Re: [PATCHv3 bpf 2/2] selftests/bpf: Add test for early update in prog_array_map_poke_run

Jiri Olsa <olsajiri@xxxxxxxxx> · Tue, 5 Dec 2023 09:43:04 +0100



On Mon, Dec 04, 2023 at 09:16:52PM -0800, Yonghong Song wrote:
> 
> On 12/3/23 3:48 PM, Jiri Olsa wrote:
> > Adding test that tries to trigger the BUG_ON during early map update
> > in prog_array_map_poke_run function.
> > 
> > The idea is to share prog array map between thread that constantly
> > updates it and another one loading a program that uses that prog
> > array.
> > 
> > Eventually we will hit a place where the program is ok to be updated
> > (poke->tailcall_target_stable check) but the address is still not
> > registered in kallsyms, so the bpf_arch_text_poke returns -EINVAL
> > and cause imbalance for the next tail call update check, which will
> > fail with -EBUSY in bpf_arch_text_poke as described in previous fix.
> > 
> > Acked-by: Ilya Leoshkevich <iii@xxxxxxxxxxxxx>
> > Signed-off-by: Jiri Olsa <jolsa@xxxxxxxxxx>
> > ---
> >   .../selftests/bpf/prog_tests/tailcall_poke.c  | 74 +++++++++++++++++++
> >   .../selftests/bpf/progs/tailcall_poke.c       | 32 ++++++++
> >   2 files changed, 106 insertions(+)
> >   create mode 100644 tools/testing/selftests/bpf/prog_tests/tailcall_poke.c
> >   create mode 100644 tools/testing/selftests/bpf/progs/tailcall_poke.c
> > 
> > diff --git a/tools/testing/selftests/bpf/prog_tests/tailcall_poke.c b/tools/testing/selftests/bpf/prog_tests/tailcall_poke.c
> > new file mode 100644
> > index 000000000000..f7e2c09fd772
> > --- /dev/null
> > +++ b/tools/testing/selftests/bpf/prog_tests/tailcall_poke.c
> > @@ -0,0 +1,74 @@
> > +// SPDX-License-Identifier: GPL-2.0
> > +#include <unistd.h>
> > +#include <test_progs.h>
> > +#include "tailcall_poke.skel.h"
> > +
> > +#define JMP_TABLE "/sys/fs/bpf/jmp_table"
> > +
> > +static int thread_exit;
> > +
> > +static void *update(void *arg)
> > +{
> > +	__u32 zero = 0, prog1_fd, prog2_fd, map_fd;
> > +	struct tailcall_poke *call = arg;
> > +
> > +	map_fd = bpf_map__fd(call->maps.jmp_table);
> > +	prog1_fd = bpf_program__fd(call->progs.call1);
> > +	prog2_fd = bpf_program__fd(call->progs.call2);
> > +
> > +	while (!thread_exit) {
> > +		bpf_map_update_elem(map_fd, &zero, &prog1_fd, BPF_ANY);
> > +		bpf_map_update_elem(map_fd, &zero, &prog2_fd, BPF_ANY);
> > +	}
> > +
> > +	return NULL;
> > +}
> > +
> > +void test_tailcall_poke(void)
> > +{
> > +	struct tailcall_poke *call, *test;
> > +	int err, cnt = 10;
> > +	pthread_t thread;
> > +
> > +	unlink(JMP_TABLE);
> > +
> > +	call = tailcall_poke__open_and_load();
> > +	if (!ASSERT_OK_PTR(call, "tailcall_poke__open"))
> > +		return;
> > +
> > +	err = bpf_map__pin(call->maps.jmp_table, JMP_TABLE);
> > +	if (!ASSERT_OK(err, "bpf_map__pin"))
> > +		goto out;
> 
> Just curious.
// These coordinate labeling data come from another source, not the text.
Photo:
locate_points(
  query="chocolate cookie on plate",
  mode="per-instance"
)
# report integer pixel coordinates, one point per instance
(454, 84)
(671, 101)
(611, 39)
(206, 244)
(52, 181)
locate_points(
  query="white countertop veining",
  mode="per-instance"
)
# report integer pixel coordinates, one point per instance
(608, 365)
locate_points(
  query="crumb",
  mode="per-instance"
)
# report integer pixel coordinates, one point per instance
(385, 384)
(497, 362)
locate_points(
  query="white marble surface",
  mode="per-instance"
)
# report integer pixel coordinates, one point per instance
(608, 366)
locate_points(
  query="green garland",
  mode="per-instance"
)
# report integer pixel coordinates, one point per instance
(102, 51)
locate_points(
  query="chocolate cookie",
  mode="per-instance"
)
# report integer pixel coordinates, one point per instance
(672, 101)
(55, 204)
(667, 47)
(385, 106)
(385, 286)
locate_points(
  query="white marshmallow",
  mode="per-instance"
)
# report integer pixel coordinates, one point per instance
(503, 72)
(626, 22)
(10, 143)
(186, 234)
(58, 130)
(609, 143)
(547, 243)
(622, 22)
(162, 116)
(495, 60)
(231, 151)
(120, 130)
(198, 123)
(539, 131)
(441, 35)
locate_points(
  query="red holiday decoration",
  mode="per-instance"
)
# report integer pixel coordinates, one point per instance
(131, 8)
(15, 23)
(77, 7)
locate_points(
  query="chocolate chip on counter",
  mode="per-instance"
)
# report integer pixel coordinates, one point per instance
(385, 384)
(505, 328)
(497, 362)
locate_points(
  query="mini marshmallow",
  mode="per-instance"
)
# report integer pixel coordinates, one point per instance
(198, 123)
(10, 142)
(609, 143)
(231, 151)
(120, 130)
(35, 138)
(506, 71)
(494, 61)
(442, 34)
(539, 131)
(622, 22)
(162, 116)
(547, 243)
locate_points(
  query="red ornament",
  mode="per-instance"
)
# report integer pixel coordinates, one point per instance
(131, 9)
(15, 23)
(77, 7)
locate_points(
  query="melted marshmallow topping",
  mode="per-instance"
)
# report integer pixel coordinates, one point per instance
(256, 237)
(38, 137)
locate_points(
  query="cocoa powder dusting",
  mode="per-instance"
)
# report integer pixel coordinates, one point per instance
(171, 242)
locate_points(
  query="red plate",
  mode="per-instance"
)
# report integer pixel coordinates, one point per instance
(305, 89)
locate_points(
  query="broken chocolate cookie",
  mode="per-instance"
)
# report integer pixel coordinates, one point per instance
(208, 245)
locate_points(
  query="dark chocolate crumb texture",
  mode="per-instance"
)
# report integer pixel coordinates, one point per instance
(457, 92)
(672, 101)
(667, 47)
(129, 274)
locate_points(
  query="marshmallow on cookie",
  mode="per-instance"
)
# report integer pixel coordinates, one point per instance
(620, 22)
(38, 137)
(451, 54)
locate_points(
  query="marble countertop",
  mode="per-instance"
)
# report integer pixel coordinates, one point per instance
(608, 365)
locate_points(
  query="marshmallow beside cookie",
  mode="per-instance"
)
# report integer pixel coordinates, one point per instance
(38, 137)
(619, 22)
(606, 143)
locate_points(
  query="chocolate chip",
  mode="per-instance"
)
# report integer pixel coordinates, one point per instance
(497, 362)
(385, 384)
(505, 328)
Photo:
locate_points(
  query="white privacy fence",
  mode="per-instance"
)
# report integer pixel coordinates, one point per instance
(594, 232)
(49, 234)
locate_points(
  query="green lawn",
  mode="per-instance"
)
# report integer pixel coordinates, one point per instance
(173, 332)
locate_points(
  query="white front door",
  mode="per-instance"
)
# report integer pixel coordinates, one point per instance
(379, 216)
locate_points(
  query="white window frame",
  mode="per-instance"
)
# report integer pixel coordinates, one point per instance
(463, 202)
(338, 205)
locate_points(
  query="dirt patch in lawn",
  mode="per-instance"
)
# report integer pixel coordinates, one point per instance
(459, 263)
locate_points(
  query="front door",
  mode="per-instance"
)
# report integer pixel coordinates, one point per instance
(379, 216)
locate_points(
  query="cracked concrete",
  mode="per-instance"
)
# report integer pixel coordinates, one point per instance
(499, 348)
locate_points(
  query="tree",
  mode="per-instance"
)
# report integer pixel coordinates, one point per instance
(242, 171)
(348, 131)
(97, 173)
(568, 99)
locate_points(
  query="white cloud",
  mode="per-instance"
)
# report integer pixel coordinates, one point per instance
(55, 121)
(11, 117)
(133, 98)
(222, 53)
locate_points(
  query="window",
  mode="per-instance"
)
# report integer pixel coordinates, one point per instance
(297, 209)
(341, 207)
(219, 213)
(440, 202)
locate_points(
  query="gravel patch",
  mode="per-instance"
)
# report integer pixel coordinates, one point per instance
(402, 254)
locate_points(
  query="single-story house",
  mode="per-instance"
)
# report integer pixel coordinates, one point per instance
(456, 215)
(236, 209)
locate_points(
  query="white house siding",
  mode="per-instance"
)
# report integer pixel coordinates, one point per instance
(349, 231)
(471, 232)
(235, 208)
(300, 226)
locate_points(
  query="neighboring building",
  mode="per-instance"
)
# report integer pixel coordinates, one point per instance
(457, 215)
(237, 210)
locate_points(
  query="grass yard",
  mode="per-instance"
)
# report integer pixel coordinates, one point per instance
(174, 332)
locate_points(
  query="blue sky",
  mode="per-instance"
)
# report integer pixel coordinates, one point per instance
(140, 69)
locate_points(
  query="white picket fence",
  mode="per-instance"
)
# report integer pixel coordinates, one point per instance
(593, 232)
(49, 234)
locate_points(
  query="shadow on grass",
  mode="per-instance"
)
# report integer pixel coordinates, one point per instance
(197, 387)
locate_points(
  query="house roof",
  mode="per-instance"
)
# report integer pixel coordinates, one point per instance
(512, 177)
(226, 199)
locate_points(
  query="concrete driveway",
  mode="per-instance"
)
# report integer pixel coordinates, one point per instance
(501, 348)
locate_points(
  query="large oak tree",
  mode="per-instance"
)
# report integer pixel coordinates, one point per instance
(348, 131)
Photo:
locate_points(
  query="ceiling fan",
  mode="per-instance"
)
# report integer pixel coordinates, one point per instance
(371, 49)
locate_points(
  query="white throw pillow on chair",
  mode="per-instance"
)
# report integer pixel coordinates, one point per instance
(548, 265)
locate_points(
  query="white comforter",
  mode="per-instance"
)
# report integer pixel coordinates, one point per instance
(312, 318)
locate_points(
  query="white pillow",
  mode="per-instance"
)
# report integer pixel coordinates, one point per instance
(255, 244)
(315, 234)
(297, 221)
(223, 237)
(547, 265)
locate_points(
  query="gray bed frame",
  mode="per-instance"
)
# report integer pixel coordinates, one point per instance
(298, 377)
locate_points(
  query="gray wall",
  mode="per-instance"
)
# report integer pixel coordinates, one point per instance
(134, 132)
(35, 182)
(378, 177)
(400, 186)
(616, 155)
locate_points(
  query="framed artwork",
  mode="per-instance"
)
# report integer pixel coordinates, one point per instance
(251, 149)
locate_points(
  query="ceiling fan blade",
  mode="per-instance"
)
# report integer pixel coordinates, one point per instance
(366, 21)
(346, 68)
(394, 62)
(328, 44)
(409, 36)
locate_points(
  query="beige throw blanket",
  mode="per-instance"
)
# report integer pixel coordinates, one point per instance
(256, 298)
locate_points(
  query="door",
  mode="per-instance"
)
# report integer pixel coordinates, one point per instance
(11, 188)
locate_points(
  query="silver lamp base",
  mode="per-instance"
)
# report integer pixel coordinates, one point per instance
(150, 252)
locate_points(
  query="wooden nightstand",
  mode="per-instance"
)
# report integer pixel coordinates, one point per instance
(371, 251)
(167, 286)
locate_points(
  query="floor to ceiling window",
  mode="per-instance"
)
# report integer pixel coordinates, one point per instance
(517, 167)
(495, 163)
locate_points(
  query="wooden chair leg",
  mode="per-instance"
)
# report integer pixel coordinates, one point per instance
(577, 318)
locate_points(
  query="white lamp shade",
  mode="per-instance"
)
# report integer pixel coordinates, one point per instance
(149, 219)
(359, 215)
What is the reason having bpf_map__pin() here
> and below? I tried and it looks like removing bpf_map__pin()
> and below bpf_map__set_pin_path() will make reproducing
> the failure hard/impossible.

yes, it's there to share the jmp_table map between the two
skeleton instances, so the update thread changes the same
jmp_table map that's used in the skeleton we load in the
while loop below

I'll add some comments to the test

jirka

> 
> > +
> > +	err = pthread_create(&thread, NULL, update, call);
> > +	if (!ASSERT_OK(err, "new toggler"))
> > +		goto out;
> > +
> > +	while (cnt--) {
> > +		test = tailcall_poke__open();
> > +		if (!ASSERT_OK_PTR(test, "tailcall_poke__open"))
> > +			break;
> > +
> > +		err = bpf_map__set_pin_path(test->maps.jmp_table, JMP_TABLE);
> > +		if (!ASSERT_OK(err, "bpf_map__pin")) {
> > +			tailcall_poke__destroy(test);
> > +			break;
> > +		}
> > +
> > +		bpf_program__set_autoload(test->progs.test, true);
> > +		bpf_program__set_autoload(test->progs.call1, false);
> > +		bpf_program__set_autoload(test->progs.call2, false);
> > +
> > +		err = tailcall_poke__load(test);
> > +		tailcall_poke__destroy(test);
> > +		if (!ASSERT_OK(err, "tailcall_poke__load"))
> > +			break;
> > +	}
> > +
> > +	thread_exit = 1;
> > +	ASSERT_OK(pthread_join(thread, NULL), "pthread_join");
> > +
> > +out:
> > +	bpf_map__unpin(call->maps.jmp_table, JMP_TABLE);
> > +	tailcall_poke__destroy(call);
> > +}

SNIP